India has printed stamps and postal stationery for other countries, mostly neighbours. Countries which have had stamps printed in India include Burma (before independence), Nepal, Bangladesh, Bhutan, Portugal, and Ethiopia.
The Indian Postal Service today
The Department of Posts, operating as India Post, is a government-operated postal system, simply referred to within India as "the post office". With its far-flung reach and its presence in remote areas, the Indian postal service provides many services such as small savings banking and financial services. As of 31 March 2011, the Indian Postal Service has 154,866 post offices, of which 139,040 (89.78%) are in rural areas and 15,826 (10.22%) are in urban areas. It has 25,464 departmental POs and 129,402 ED BPOs. At the time of independence, there were 23,344 post offices, which were primarily in urban areas. Thus, the network has registered a sevenfold growth since Independence, with the expansion primarily in rural areas. On an average, a post office serves an area of 21.23 sq;km and a population of 7,114 people. India is believed to have the most widely distributed system in the world (China has 57,000, Russia 41,000 and the United States 38,000 offices). This proliferation of offices results from India's history of having many disparate postal systems, eventually unified in the Indian Union after Independence.
India has been divided into 22 postal circles, each circle headed by a Chief Postmaster General. Each Circle is further divided into Regions comprising field units, called Divisions, headed by a Postmaster General, and further divided into units headed by SSPOs & SPOs and Sub Divisions headed by ASPs and IPS. Other functional units like Circle Stamp Depots, Postal Stores Depots and Mail Motor Service exist in various Circles and Regions. Besides the 22 circles, there is a special Base Circle to provide the postal services for the Armed Forces of India.

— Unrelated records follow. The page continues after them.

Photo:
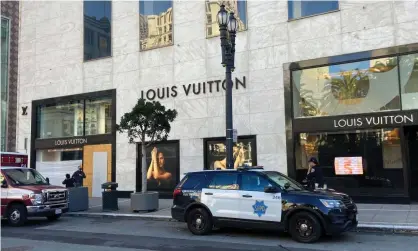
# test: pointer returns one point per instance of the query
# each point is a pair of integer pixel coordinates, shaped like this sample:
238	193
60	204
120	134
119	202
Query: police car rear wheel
199	221
17	215
305	227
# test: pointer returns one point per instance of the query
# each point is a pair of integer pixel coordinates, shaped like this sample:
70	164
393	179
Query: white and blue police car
260	199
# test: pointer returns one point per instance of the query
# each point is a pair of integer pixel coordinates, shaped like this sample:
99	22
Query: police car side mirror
270	189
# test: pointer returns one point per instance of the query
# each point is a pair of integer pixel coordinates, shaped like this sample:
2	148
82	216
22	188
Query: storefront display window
162	166
55	163
352	160
409	81
60	120
359	87
244	153
98	116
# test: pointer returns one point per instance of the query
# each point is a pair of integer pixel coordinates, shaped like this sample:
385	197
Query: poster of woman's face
244	153
162	166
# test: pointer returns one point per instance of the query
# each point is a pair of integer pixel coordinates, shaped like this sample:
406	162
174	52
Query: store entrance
97	165
411	133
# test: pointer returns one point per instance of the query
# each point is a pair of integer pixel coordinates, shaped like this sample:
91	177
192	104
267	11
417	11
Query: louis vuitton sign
388	120
354	122
209	86
69	142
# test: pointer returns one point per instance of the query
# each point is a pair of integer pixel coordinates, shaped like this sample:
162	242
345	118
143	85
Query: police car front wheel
199	221
305	227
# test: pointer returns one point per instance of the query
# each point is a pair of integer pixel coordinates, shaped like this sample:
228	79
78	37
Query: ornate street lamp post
228	29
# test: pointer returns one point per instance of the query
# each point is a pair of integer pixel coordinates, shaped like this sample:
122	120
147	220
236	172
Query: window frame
83	102
91	58
312	15
207	141
159	23
294	103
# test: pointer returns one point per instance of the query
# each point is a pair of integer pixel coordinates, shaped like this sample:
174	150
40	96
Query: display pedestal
78	199
144	201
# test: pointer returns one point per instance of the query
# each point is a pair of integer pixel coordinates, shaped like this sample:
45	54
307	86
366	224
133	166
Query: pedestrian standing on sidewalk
78	176
315	174
68	182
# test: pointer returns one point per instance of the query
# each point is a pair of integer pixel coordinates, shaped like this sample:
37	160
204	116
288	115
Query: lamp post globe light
228	28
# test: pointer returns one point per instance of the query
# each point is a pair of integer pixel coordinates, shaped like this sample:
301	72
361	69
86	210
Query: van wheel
53	217
17	215
305	227
199	221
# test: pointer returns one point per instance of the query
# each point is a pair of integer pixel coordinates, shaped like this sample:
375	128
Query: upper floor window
153	16
304	8
350	88
239	7
97	29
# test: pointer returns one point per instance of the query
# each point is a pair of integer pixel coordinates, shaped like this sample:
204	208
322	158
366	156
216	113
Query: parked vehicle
26	193
255	198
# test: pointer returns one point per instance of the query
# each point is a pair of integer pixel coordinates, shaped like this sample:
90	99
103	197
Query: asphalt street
87	234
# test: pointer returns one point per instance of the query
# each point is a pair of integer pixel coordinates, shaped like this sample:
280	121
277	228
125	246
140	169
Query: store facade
158	51
75	131
358	114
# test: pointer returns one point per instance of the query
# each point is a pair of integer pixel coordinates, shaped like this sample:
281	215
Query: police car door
255	204
221	196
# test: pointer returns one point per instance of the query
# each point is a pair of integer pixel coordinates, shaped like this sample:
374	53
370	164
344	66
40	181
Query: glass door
412	143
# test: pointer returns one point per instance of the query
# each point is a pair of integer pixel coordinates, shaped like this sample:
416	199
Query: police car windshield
284	181
24	177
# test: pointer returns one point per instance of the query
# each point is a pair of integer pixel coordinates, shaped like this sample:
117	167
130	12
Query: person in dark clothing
315	174
68	182
78	176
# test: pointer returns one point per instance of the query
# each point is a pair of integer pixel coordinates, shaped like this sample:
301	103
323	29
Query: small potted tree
147	123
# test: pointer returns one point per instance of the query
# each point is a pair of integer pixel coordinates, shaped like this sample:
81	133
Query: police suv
255	198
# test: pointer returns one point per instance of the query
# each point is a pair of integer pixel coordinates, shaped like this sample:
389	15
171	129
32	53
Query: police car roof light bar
250	168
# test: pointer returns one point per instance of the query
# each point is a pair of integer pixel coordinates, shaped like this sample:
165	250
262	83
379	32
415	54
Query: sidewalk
389	218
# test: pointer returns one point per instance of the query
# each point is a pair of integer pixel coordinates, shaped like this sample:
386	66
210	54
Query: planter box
144	201
78	199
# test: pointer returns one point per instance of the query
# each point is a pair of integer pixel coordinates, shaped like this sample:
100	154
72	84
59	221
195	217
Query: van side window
195	181
253	182
226	181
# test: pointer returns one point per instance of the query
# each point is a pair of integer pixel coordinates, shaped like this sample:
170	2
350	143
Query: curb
121	216
362	227
387	228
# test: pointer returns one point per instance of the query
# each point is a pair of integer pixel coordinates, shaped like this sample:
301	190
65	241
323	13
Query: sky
97	9
154	7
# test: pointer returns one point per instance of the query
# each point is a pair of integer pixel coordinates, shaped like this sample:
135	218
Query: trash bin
110	196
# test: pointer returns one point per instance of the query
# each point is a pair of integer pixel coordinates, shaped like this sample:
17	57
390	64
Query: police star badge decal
259	208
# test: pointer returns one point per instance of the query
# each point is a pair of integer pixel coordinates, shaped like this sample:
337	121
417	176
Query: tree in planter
148	122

The Base Circle is headed by an Additional Director General, Army Postal Service holding the rank of a Major General.
Gandhi, Nehru and other historic personalities continued to appear on the postal issues coming from the country since Independence, with almost half a century seeing the Gandhi definitives of denominations most frequently used in the era concerned, becoming synonymous with a postage stamp to the Indian people of that respective time period. New themes are now finding their place on Indian postage stamps, with some stamps issued jointly with postal agencies of other countries, renewable energy sources, the local flora and fauna and even the special annual issues wishing season's greetings. On March 9, 2011 India Post launched an online e-post office. The portal provides electronic money orders, instant money orders, stamps for collectors, postal information, tracking of express and international shipments, PIN code search and registration of feedback and complaints online.
National Philatelic Museum
The National Philatelic Museum of India was inaugurated on 6 July 1968 in New Delhi. It had its beginning at a meeting of the Philatelic Advisory Committee on 18 September 1962. Besides the large collection of India Postage stamps designed, printed and issued, it has a large collection of Indian states, both confederate and feudatory, early essays, proofs and colour trials, a collection of Indian stamps "used abroad" and as well as early Indian postcards, postal stationery and thematic collections.
The museum was extensively renovated in 2009. It now includes more exhibits, a philatelic bureau and other postal objects such as beautiful Victorian post boxes.
An international philatelic exhibition was held from 12—18 February 2011, on the centenary of India's first official air mail. For the occasion of INDIPEX 2011 India Post brought out a special stamp on Gandhi Ji to commemorate the event. It is printed on “khadi”, the handspun cotton material that Gandhi Ji held out as the symbol of self-determination and self-reliance. The Presentation Pack was released by Pratibha Patil, the President of India on Saturday 12 February 2011 at INDIPEX 2011, the World Philatelic Exhibition held in New Delhi, the capital of India.